Tecnologia nella tradizione. Da secoli sulle tavole degli italiani, la pasta fresca nel corso degli anni è passata dall’asse di legno delle nonne ai banchi frigo e freezer dei supermercati, grazie alla vendita di formati e prodotti che consentono anche a chi non ha il tempo di impastare di gustarsi un piatto di tagliatelle o di ravioli. Di questo si occupa FoodTech, specializzata nella progettazione e costruzione di macchine e impianti per la produzione e il trattamento di pasta e altri prodotti alimentari. «Lo facciamo dal 1998», spiega il presidente dell’azienda di Camposampiero Stefano Madrone «e, in un certo senso, possiamo dire che siamo nati «su richiesta dei nostri stessi clienti».

Ovvero?

«All’epoca lavoravo in un’altra realtà di cui ero socio di minoranza. Per farla breve, in seguito a diverse vicissitudini venne rilevata da un’altra società e io a quel punto mi sono sentito libero da vincoli e ho deciso di fondare una mia azienda, rispondendo, appunto, a un’esigenza dei clienti per cui già lavoravamo e che avevano perso un punto di riferimento. Da allora abbiamo fatto un po’ di strada: siamo partiti in pochi, ora siamo una quindicina di dipendenti, che diventano circa 25 contando i nostri vari collaboratori. E il fatturato continua a crescere: abbiamo chiuso il 2019 con raggiungendo i 2,6 milioni di euro, mentre nel 2020 dovremmo superare i 3 milioni».

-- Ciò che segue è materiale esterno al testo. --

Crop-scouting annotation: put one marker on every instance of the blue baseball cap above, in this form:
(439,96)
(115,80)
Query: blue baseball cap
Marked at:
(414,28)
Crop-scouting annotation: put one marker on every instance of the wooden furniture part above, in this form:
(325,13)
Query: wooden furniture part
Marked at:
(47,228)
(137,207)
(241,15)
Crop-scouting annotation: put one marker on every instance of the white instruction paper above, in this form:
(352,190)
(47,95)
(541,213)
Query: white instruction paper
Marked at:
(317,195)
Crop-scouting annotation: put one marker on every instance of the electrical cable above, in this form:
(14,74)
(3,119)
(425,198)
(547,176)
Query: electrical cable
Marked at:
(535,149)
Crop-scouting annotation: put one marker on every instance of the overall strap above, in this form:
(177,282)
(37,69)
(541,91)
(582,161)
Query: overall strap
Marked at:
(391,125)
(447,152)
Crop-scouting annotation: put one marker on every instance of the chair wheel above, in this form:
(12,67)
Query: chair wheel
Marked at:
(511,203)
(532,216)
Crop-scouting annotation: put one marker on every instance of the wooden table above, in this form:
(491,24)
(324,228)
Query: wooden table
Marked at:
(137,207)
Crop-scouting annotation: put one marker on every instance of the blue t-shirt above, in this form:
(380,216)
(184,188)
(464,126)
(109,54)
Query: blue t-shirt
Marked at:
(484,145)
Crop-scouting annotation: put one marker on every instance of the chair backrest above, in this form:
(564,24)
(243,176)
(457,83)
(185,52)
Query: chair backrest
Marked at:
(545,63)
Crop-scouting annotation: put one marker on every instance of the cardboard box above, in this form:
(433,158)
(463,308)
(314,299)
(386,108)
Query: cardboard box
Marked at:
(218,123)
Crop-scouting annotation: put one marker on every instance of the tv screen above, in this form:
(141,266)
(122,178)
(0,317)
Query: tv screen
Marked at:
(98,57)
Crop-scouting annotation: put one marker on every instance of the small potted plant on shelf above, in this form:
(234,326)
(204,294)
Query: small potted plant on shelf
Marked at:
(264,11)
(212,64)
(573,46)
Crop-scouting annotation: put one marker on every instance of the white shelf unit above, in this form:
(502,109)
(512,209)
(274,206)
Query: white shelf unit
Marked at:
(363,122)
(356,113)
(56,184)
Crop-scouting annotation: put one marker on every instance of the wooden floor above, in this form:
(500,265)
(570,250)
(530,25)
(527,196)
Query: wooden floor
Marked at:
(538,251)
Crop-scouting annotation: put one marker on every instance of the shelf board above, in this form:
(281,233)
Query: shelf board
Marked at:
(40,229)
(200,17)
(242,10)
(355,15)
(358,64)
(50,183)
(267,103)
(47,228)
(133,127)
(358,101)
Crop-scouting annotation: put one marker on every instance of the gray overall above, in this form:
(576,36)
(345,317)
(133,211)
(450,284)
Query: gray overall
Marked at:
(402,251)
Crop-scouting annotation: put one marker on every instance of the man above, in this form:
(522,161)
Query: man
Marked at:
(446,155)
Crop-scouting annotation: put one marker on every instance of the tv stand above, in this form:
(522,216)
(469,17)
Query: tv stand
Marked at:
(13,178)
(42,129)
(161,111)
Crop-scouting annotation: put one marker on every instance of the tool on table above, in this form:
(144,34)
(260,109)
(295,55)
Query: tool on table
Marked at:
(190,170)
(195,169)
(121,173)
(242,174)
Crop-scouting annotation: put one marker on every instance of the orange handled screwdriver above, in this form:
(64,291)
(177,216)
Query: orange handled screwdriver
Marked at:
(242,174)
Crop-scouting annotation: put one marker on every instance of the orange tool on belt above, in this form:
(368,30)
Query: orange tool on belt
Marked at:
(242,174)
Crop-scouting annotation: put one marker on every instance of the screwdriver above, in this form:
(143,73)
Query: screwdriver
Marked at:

Quindi non avete risentito della pandemia, anzi.

«Per nostra fortuna abbiamo già parecchi ordini nel portafogli del 2021. In piena epidemia di Covid siamo rimasti chiusi per tre settimane, per via del codice Ateco che non rientrava tra quelli delle aziende che potevano continuare l’attività. Poi, però, abbiamo potuto anticipare di due settimane la riapertura perché avevamo commesse da consegnare. Diciamo che abbiamo perso operativamente circa un mese, considerando il ritmo di produzione».

Lavorate molto con l’estero, anche se non avete filiali oltre alla sede principali.

«Circa il 40% del nostro fatturato arriva da fuori Italia, soprattutto da Francia, Canada, Usa e Australia. Si tratta di impianti molto tecnici, che seguiamo direttamente dalla sede. Ma io dico che il primo investimento che ci caratterizza è quello che riguarda la qualità dei materiali: i nostri sono macchinari di estrema affidabilità, che richiedono di pochissima manutenzione. La nostra filosofia aziendale prevede un collaudo meccanico in azienda prima della loro spedizione. Questo ci dà la possibilità di ridurre i tempi di installazione e garantisce maggiore affidabilità. Non a caso abbiamo diversi brevetti industriali registrati».

Prossimi investimento alle porte?

«Ci concentreremo soprattutto sulla parte informatica. In programma nel 2021 c’è l’introduzione di un’app per gestire telematicamente in tempo reale i nostri impianti in giro per il mondo. Nel nostro settore non è ancora così comune farlo, ma il futuro è questo ed è necessario non farsi trovare impreparati. Già oggi siamo in grado di monitorare i macchinari dei clienti da remoto, ma quello che vogliamo compiere è un passo ulteriore, che faremo grazie a un investimento di circa 50 mila euro. I nostri clienti hanno mostrato di apprezzare molto la possibilità di essere sempre informati sullo stato e sul funzionamento delle macchine, di ricevere allarmi in caso di problemi e criticità e di accedere ad ogni singolo parametro per comprenderne le performance fin nel dettaglio. E noi possiamo gestire i clienti direttamente dall’ufficio e fornire assistenza non solo sui suoi parametri ma sulla programmazione, e sul funzionamento meccanico ed elettrico della macchina in tempo reale, oltre a poter conoscere in dettaglio le prestazioni della linea e l’utilizzo fatto dai clienti».

Ci racconta com’è nata la sua esperienza di imprenditore?

«Mi sono diplomato perito meccanico nel ’68, per poi lavorare alla Facco Spa di Campo San Martino come tecnico commerciale, trasferendomi nel settore delle macchine per la produzione di pasta negli anni ’90. Il resto l’ho raccontato, mi sono messo in proprio nel ’98».

E se ripensa a quegli anni cosa le viene in mente?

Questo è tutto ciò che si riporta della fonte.